Os pressupostos do movimento reformista da polícia americana acabaram se consolidando e transformaram o serviço de polícia em um aparato de resposta e administração de demandas por um sistema despachador conhecido como 911. Esse modelo reativo de atendimento às demandas da população repercutiu em um afastamento da presença dos policiais das ruas e diminuição da ocupação do espaço público pelos agentes aplicadores da lei, transferindo-os para o patrulhamento ostensivo motorizado no combate ao crime.
Se por um lado, a “era da reforma” estabeleceu limites para a influência política na atividade policial, por outro o profissionalismo da polícia trouxe como desdobramento sérios desafios para os policiais, tais como a diminuição da interação e a falta de empatia e laços de confiança e reciprocidade, especialmente entre os policiais responsáveis pelo patrulhamento das cidades e os membros das comunidades menos favorecidas, como hispânicos e negros no contexto norte-americano.
No início dos anos 80, a filosofia de policiamento comunitário começa a surgir mais fortemente nos Estados Unidos e no Reino Unido.
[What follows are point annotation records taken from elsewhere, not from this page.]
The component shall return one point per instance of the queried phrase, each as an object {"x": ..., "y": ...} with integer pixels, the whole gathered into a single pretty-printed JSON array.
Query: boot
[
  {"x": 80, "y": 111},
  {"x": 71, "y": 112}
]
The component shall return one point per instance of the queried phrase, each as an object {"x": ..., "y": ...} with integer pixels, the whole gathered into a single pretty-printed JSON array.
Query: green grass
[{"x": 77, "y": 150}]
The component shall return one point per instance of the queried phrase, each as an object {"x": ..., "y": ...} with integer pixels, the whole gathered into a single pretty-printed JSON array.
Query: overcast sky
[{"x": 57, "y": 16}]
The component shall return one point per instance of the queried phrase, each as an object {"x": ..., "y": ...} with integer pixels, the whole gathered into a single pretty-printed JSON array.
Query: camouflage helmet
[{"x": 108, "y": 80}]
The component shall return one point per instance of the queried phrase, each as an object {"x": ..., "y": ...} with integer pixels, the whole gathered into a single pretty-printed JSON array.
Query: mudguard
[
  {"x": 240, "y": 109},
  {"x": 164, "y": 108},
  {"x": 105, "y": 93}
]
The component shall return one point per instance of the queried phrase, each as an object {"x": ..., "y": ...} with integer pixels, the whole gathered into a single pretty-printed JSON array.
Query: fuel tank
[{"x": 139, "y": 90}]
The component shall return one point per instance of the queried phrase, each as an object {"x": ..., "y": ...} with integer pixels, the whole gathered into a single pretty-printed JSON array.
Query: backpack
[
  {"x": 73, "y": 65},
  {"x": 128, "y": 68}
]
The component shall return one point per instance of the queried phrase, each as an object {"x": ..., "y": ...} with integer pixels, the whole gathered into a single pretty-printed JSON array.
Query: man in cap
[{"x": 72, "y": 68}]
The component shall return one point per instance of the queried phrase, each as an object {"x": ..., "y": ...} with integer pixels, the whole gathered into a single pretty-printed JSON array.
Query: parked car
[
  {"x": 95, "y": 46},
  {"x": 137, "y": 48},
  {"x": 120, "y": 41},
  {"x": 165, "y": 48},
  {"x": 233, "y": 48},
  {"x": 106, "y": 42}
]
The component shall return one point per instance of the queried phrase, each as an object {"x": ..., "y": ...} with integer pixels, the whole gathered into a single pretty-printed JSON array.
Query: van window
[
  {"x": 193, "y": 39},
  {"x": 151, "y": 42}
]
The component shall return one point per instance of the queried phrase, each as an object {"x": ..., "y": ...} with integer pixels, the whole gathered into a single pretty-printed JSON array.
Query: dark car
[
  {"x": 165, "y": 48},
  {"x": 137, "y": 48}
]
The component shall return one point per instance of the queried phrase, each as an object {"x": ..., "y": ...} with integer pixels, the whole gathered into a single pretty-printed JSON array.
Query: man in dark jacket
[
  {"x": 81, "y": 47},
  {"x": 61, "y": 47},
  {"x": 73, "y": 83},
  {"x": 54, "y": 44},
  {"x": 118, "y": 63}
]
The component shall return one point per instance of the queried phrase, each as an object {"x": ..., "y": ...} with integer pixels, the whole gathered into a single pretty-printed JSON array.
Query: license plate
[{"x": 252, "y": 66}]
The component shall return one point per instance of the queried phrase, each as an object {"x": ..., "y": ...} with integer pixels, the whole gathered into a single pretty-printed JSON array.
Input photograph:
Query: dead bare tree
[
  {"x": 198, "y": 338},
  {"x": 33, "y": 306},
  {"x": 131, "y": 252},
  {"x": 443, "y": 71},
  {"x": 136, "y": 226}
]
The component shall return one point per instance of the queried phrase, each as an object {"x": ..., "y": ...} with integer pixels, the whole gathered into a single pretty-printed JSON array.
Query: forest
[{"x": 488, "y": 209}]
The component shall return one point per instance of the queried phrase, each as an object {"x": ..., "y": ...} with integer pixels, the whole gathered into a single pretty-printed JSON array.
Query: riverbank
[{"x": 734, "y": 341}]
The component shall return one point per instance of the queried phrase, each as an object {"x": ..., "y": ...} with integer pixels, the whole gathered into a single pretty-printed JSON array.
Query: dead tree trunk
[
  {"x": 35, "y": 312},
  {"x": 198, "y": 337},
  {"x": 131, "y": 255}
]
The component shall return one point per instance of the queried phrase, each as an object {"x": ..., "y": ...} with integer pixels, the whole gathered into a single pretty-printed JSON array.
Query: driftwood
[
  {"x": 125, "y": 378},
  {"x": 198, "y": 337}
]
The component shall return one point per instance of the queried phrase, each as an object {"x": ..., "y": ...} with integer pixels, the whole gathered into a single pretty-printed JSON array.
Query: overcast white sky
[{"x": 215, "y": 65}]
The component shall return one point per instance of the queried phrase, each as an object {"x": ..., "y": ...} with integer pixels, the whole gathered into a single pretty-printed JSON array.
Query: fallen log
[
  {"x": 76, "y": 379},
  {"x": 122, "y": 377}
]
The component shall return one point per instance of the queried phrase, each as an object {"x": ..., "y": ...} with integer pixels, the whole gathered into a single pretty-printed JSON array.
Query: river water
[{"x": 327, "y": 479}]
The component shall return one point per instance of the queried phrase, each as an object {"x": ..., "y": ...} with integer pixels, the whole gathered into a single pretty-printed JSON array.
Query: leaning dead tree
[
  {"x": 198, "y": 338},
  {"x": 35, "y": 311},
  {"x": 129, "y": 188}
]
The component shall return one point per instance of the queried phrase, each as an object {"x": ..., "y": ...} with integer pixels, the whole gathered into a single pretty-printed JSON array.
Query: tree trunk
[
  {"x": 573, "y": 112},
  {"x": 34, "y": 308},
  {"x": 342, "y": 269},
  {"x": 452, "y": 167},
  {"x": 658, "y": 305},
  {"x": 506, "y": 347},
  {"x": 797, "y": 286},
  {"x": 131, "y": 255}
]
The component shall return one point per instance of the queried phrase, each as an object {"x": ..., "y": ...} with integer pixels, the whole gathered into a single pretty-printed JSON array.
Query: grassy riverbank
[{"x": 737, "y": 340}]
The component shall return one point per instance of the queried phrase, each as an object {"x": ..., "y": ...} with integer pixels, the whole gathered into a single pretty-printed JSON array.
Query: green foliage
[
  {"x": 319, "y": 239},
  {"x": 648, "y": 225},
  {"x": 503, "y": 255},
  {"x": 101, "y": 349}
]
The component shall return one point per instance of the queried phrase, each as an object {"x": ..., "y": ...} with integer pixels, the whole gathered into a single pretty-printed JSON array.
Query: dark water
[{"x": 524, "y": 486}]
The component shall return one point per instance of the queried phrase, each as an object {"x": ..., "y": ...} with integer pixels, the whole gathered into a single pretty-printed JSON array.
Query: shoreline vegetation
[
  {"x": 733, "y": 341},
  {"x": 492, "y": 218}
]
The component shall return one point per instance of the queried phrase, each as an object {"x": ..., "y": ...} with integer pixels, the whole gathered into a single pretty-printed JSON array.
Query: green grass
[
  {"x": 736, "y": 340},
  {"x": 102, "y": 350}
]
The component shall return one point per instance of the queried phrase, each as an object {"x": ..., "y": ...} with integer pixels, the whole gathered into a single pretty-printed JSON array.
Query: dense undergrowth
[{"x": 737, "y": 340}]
A disseminação do policiamento comunitário em âmbito global que se seguiu, entre meados as décadas de 1980 e 1990, atingiu países de diversos continentes do mundo, como Canadá, Austrália, Cingapura e Brasil.
A Polícia Militar (PM) do Estado do Espírito Santo foi uma das primeiras agências de segurança pública do país a incorporar a doutrina e práticas do policiamento comunitário. Esse pioneirismo foi respaldado pela inserção articulada, nas bases de formação dos policiais, de conhecimentos relativos aos direitos humanos e segurança cidadã. Além disso, cursos sobre uso progressivo e/ou diferenciado no emprego da força em abordagens também são sistematicamente ministrados na PMES desde a década de 1990.
Nesse sentido, é importante destacar o pioneirismo da PM capixaba com o surgimento da Polícia Interativa no município de Guaçuí, em 1994, que trabalhava com a perspectiva de interação e espírito colaborativo entre os policiais e a comunidade daquela localidade e tornou-se modelo para outras partes do país, bem como a experiência de sucesso do projeto de policiamento comunitário do Morro do Quadro, em Vitória, no final da década de 1990, que atingiu índices de redução de homicídios naquela região na ordem de 64% por intermédio dessa iniciativa.
A cultura da segurança pública comunitária se mostra reforçada em municípios que contam com Guardas Municipais, instituições que já nascem com vocação para a atuação preventiva e comunitária, e Gabinetes de Gestão Integradas (GGIs) operantes. Desde os anos 2000, a capital capixaba vem desenvolvendo ações que potencializam o policiamento comunitário, o que contribui para proporcionar à população uma segurança cidadã melhor estruturada no sentido de redução dos índices criminais.